When considering air as a combination of a large number of molecules, it can be called a continuous medium. In it, individual particles can come into contact with each other. This representation makes it possible to significantly simplify the methods of studying air. In aerodynamics, there is such a thing as the reversibility of motion, which is widely used in the field of experiments for wind tunnels and in theoretical studies using the concept of air flow.
Important concept of aerodynamics
According to the principle of reversibility of motion, instead of considering the movement of a body in a stationary medium, we can consider the course of the medium in relation to a motionless body.
The speed of the incident unperturbed flow in reverse motion is equal to the speed of the body itself in still air.
For a body that moves in still air, the aerodynamic forces will be the same as for a stationary one(static) body subjected to air flow. This rule works provided that the speed of the body in relation to the air is the same.
What is airflow and what are the basic concepts of it
There are different methods for studying the movement of gas or liquid particles. In one of them, streamlines are investigated. With this method, the motion of individual particles must be considered at a given point in time at a certain point in space. The directed movement of particles that move randomly is an air flow (a concept widely used in aerodynamics).
The movement of the air flow will be considered steady if at any point in the space it occupies, the density, pressure, direction and magnitude of its speed remain unchanged over time. If these parameters change, then the movement is considered unsteady.
The streamline is defined as follows: the tangent at each point to it coincides with the velocity vector at the same point. The totality of such streamlines forms an elementary jet. It is enclosed in a tube. Each individual trickle can be isolated and presented as flowing in isolation from the total air mass.
When the air stream is divided into streams, you can visualize its complex flow in space. The basic laws of motion can be applied to each individual jet. It is about the conservation of mass and energy. Using the equations for these laws, one can conduct a physical analysis of the interactions of air and a solid body.
Speed and type of movement
Regarding the nature of the flow, the air flow is turbulent and laminar. When the streams of air move in the same direction and are parallel to each other, this is a laminar flow. If the speed of air particles increases, then they begin to have, in addition to translational, other rapidly changing speeds. A stream of particles perpendicular to the direction of translational motion is formed. This is the chaotic - turbulent flow.
The formula for measuring airflow includes pressure, which is determined in many ways.
The speed of an incompressible flow is determined using the dependence of the difference between the total and static pressure in relation to the density of the air mass (Bernoulli equation): v=√2(p0-p)/p
This formula works for flows up to 70 m/s.
The air density is determined by the nomogram of pressure and temperature.
Pressure is usually measured with a liquid manometer.
The airflow rate will not be constant along the length of the pipeline. If the pressure decreases and the volume of air increases, then it constantly increases, contributing to an increase in the speed of the particles of the material. If the flow velocity is greater than 5 m/s, then additional noise may occur in the valves, rectangular bends and gratings of the device through which it passes.
Energy indicator
The formula by which power is determinedair flow (free), is as follows: N=0.5SrV³ (W). In this expression, N is the power, r is the air density, S is the area of the wind wheel affected by the flow (m²) and V is the wind speed (m/s).

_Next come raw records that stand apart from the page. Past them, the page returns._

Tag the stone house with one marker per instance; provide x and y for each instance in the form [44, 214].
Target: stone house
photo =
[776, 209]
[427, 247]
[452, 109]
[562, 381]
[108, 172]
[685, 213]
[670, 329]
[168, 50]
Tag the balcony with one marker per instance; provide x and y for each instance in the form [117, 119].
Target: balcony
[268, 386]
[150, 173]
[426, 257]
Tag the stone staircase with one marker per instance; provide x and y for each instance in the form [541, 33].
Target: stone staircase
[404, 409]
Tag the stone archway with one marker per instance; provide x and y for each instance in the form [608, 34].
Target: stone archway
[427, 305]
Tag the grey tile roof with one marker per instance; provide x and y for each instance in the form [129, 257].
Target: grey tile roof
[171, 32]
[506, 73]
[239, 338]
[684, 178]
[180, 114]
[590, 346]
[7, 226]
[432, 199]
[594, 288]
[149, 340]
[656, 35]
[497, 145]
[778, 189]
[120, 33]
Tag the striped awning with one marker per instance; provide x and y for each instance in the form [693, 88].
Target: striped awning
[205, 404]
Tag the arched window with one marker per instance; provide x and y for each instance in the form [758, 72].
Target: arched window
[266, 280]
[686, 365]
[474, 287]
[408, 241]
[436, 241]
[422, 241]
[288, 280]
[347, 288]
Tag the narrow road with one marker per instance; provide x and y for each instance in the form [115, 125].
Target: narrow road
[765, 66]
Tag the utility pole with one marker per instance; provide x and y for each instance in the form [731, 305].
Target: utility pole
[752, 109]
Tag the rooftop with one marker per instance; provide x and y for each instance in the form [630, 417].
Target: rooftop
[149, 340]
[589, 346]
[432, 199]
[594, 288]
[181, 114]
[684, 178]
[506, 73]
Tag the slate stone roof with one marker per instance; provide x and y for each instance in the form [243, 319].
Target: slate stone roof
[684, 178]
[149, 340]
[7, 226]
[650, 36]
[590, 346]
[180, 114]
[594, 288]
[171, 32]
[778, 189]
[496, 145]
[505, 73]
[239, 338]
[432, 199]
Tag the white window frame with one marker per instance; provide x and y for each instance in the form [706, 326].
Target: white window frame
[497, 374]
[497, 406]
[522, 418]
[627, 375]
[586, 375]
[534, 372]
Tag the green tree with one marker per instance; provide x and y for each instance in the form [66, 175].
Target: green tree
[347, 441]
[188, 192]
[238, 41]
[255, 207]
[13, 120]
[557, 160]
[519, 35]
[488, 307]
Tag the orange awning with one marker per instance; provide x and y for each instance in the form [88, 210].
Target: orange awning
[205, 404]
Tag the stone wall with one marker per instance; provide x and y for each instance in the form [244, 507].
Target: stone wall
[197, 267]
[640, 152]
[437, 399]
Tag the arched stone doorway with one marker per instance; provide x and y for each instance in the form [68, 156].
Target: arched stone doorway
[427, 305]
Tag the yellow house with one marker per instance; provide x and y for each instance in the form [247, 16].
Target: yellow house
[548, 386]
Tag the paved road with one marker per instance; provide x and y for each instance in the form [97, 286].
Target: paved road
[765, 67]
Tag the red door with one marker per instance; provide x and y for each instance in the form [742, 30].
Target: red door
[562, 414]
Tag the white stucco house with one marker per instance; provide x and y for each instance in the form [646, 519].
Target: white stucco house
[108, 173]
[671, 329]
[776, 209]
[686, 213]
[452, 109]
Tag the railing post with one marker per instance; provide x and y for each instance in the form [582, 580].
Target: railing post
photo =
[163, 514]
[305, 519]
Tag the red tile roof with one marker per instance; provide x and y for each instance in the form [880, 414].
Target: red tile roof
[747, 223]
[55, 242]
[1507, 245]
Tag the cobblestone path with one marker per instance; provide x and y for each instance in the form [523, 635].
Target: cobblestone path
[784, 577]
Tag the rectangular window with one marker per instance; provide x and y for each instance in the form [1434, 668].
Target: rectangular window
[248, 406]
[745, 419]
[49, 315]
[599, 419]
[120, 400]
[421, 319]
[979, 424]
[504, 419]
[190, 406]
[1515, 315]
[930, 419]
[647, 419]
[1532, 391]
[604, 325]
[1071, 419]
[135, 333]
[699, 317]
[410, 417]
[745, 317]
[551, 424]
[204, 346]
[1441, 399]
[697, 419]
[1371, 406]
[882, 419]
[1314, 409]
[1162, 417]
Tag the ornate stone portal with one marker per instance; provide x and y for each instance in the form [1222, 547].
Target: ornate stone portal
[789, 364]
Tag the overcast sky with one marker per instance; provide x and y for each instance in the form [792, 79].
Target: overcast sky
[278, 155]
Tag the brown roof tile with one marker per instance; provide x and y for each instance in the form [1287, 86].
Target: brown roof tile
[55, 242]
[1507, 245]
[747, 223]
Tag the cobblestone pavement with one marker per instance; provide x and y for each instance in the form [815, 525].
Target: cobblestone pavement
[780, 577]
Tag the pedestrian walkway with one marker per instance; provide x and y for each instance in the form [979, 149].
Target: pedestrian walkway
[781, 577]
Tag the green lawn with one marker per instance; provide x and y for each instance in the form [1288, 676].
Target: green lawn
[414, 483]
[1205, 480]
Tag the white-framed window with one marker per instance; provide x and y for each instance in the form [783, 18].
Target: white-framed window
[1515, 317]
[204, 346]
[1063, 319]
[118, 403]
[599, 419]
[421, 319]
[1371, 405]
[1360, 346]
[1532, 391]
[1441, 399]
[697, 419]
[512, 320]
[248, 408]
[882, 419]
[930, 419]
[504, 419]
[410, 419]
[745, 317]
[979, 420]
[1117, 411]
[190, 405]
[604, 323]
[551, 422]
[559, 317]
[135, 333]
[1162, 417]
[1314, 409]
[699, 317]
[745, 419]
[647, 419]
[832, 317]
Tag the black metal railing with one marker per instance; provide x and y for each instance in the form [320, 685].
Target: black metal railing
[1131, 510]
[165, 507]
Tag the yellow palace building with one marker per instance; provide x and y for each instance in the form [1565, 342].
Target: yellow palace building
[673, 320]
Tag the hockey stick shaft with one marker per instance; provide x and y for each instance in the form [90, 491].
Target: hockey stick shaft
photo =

From the formula, it can be seen that the output power increases in proportion to the third power of the air flow rate. So, when the speed increases by 2 times, then the power increases by 8 times. Therefore, at low flow rates there will be a small amount of energy.
All the energy from the flow, which creates, for example, the wind, cannot be extracted. The fact is that the passage through the wind wheel between the blades is unhindered.
The flow of air, like any moving body, has the energy of motion. It has a certain amount of kinetic energy, which, as it transforms, turns into mechanical energy.
Factors affecting airflow volume
The maximum amount of air that can be depends on many factors. These are the parameters of the device itself and the surrounding space. For example, if we are talking about an air conditioner, then the maximum air flow cooled by equipment in one minute depends significantly on the size of the room and the technical characteristics of the device. With large areas, everything is different. For them to be cooled, more intensive air flows are needed.
In fans, the diameter, rotation speed and blade size, rotation speed, material used in its manufacture are important.
BIn nature, we observe such phenomena as tornadoes, typhoons and tornadoes. These are all movements of air, which is known to contain nitrogen, oxygen, carbon dioxide molecules, as well as water, hydrogen and other gases. These are also air flows that obey the laws of aerodynamics. For example, when a vortex is formed, we hear the sounds of a jet engine.